De l'huile sur le feu

Laïcité — débat québécois



Les guillemets ne s'entendent malheureusement pas à la télévision et c'est une vraie calamité. Cette histoire de «débat» sur l'islam et la laïcité nous le montre une fois de plus. Le mois dernier, alors qu'il était au plus bas dans les sondages, Nicolas Sarkozy sortit un nouveau lapin de son sac. Le président français annonça qu'il organiserait un grand «débat» sur l'islam. Comme il arrive souvent avec les annonces présidentielles, le bruit médiatique a finalement tenu lieu de débat et le ballon s'est vite dégonflé.
Pendant que la gauche et la droite dénonçaient avec raison la stigmatisation des musulmans, on s'est aperçu que ce grand «débat» se résumerait à peu de choses. Pas de commission parlementaire, pas de comité des sages, pas de rapport ni de discussion au Parlement. Pour sauver la face, on se contentera, le 5 avril prochain, d'une réunion de quelques heures regroupant quelques membres du parti de la majorité. Autant dire rien!
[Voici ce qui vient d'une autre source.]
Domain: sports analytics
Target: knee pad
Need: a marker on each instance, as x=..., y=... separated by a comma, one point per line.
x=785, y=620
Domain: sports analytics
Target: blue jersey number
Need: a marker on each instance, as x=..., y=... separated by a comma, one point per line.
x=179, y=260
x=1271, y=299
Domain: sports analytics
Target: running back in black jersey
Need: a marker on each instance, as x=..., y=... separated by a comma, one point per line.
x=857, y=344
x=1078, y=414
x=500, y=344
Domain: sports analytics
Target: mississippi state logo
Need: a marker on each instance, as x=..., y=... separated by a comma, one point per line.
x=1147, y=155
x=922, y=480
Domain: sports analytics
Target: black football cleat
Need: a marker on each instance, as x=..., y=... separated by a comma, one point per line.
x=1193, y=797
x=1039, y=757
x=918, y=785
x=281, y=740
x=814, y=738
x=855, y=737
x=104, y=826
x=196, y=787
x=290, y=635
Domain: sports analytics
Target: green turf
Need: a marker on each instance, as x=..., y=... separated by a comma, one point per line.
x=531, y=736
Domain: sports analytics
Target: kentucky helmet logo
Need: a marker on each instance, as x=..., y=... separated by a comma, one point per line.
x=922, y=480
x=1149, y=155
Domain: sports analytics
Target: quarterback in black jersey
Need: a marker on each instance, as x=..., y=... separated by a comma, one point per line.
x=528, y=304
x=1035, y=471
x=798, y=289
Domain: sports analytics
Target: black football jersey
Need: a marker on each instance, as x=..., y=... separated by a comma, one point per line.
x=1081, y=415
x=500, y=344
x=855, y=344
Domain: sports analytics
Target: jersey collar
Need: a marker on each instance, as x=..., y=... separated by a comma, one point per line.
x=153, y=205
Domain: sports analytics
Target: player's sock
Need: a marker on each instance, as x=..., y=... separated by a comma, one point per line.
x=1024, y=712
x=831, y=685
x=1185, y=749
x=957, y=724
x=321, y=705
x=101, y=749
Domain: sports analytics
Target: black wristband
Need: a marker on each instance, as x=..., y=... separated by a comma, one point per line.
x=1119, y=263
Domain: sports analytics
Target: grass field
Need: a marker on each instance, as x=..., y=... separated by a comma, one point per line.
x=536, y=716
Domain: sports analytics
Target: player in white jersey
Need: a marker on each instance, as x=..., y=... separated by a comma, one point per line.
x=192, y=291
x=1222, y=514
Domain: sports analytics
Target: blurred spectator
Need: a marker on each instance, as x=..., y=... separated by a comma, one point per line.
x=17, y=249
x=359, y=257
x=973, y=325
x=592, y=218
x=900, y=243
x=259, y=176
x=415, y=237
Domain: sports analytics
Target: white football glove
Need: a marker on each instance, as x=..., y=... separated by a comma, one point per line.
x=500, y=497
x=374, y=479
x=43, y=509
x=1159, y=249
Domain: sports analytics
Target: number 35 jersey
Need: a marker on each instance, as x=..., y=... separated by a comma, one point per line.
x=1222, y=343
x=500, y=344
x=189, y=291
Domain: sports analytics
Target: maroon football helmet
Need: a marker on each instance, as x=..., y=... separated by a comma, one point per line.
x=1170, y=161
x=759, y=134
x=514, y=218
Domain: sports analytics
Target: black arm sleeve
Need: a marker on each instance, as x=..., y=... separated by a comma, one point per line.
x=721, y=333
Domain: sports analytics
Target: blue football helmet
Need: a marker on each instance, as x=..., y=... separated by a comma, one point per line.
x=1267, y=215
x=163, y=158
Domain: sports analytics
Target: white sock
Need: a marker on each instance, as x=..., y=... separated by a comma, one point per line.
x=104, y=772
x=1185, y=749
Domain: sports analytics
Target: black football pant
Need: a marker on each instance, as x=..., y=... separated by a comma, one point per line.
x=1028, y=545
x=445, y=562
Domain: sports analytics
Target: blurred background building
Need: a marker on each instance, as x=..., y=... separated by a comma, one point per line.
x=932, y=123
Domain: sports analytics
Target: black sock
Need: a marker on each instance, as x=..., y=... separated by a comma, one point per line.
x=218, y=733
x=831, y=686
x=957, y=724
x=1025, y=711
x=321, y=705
Comme son prédécesseur, le «débat» sur l'identité nationale, celui sur la laïcité a donc fait pschitt!. Mais peu importe. Comme pour l'identité nationale, l'essentiel était d'appâter les médias et de provoquer une polémique virtuelle destinée à montrer que le président n'entendait pas s'en laisser imposer par le Front national et sa très médiatique présidente Marine Le Pen. D'ailleurs, l'annonce présidentielle faisait suite à une intervention de cette dernière contre les (très) rares musulmans qui priaient dans les rues. Pour ne pas être en reste, le président a simplement jeté de l'huile sur le feu.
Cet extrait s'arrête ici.